The Hamilton Depression Rating Scale (HAM-D) is a 21-question multiple choice questionnaire measuring severity of a patient’s depression.. It was originally published in 1960 by Max Hamilton, and is presently one of the most commonly used scales for rating depression in medical research. The questionnaire rates the severity of symptoms observed in depression such as low mood, insomnia, agitation, anxiety and weight-loss. The examiner must choose the possible responses to each question by interviewing the patient and observing their symptoms. Each question has between 3-5 possible responses which increase in severity. The first 17 questions contribute to the total score and questions 18-21 are recorded to give further information about the depression such as if paranoid symptoms are present.

Sample Items

Activity
Score
Depressed mood Sad, hopeless, helpless, worthless
0 = Absent
1 = Gloomy attitude, pessimism, hopelessness
2 = Occasional weeping
3 = Frequent weeping
4=Patient reports highlight these feelings states in his/her spontaneous verbal and non-verbal communication


YALE-BROWN OBSESSIVE COMPULSIVE SCALE

Yale-Brown Obsessive Compulsive Scale – sometimes referred to as Y-BOCS – is a test to rate the severity of obsessive-compulsive disorder (OCD) symptoms.
The Yale-Brown Obsessive Compulsive Scale was designed newly from the ground up by Dr. Wayne Goodman and colleagues. It is used extensively in research and clinical practice to both determine severity of OCD and to monitor improvement during treatment. This scale, which measures obsessions separately from compulsions, specifically measures the severity of symptoms of obsessive-compulsive disorder without being biased towards the type of obsessions or compulsions present.
The scale is a clinician-rated, 10-item scale, each item rated from 0 (no symptoms) to 4 (extreme symptoms). The results can be interpreted as follows:

0-7 Subclinical
8-15 Mild
16-23 Moderate
24-31 Severe
32-40 Extreme
Patients scoring in the mild range or higher should consider professional help in alleviating obsessive-compulsive symptoms.

VINELAND SOCIAL MATURITY SCALE

Vineland Social Maturity Scale is designed to measure social competence, defined as a functional composite of human traits that subserve social usefulness and are reflected in self-sufficiency and in service to others, from birth to 30 years of age.
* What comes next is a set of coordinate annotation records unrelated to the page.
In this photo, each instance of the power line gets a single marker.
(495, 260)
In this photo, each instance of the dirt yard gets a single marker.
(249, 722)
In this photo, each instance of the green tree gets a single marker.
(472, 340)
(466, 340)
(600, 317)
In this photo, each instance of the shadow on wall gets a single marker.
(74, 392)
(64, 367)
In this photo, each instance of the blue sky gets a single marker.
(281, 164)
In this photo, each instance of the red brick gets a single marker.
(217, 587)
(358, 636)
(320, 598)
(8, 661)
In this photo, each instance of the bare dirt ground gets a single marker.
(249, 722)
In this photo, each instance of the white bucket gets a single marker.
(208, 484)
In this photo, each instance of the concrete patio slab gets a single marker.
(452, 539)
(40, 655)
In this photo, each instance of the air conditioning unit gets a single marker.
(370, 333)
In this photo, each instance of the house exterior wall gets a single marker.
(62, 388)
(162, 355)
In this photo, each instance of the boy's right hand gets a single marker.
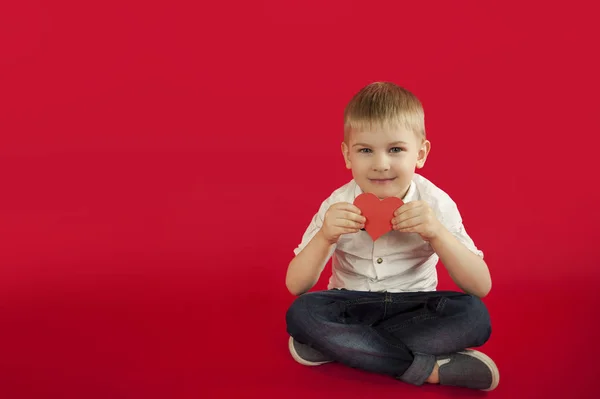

It measures eight categories of behaviour:
· self-help general,
· self-help eating,
· self-help dressing,
· locomotion,
· occupation,
· communication,
· self-direction, and
· socialization.


ADMINISTRATION
An interview is conducted with a parent, sibling, or other third party who is familiar with the person being assessed, and scores are assigned according to the behaviours that are reported to be customarily exhibited, the assessment being expressed in terms of social age or social quotient. It was developed by the US psychologist Edgar (Arnold) Doll (1889–1968), originally published in 1936, and discussed in Doll's booklet Your Child Grows Up in 1950.


SCORING
Test specific scoring procedure is to be followed.
N.B.: Lecture was given to the professional psychiatric counsellors of the Girindra Shekhar Basu Clinic, Kolkata.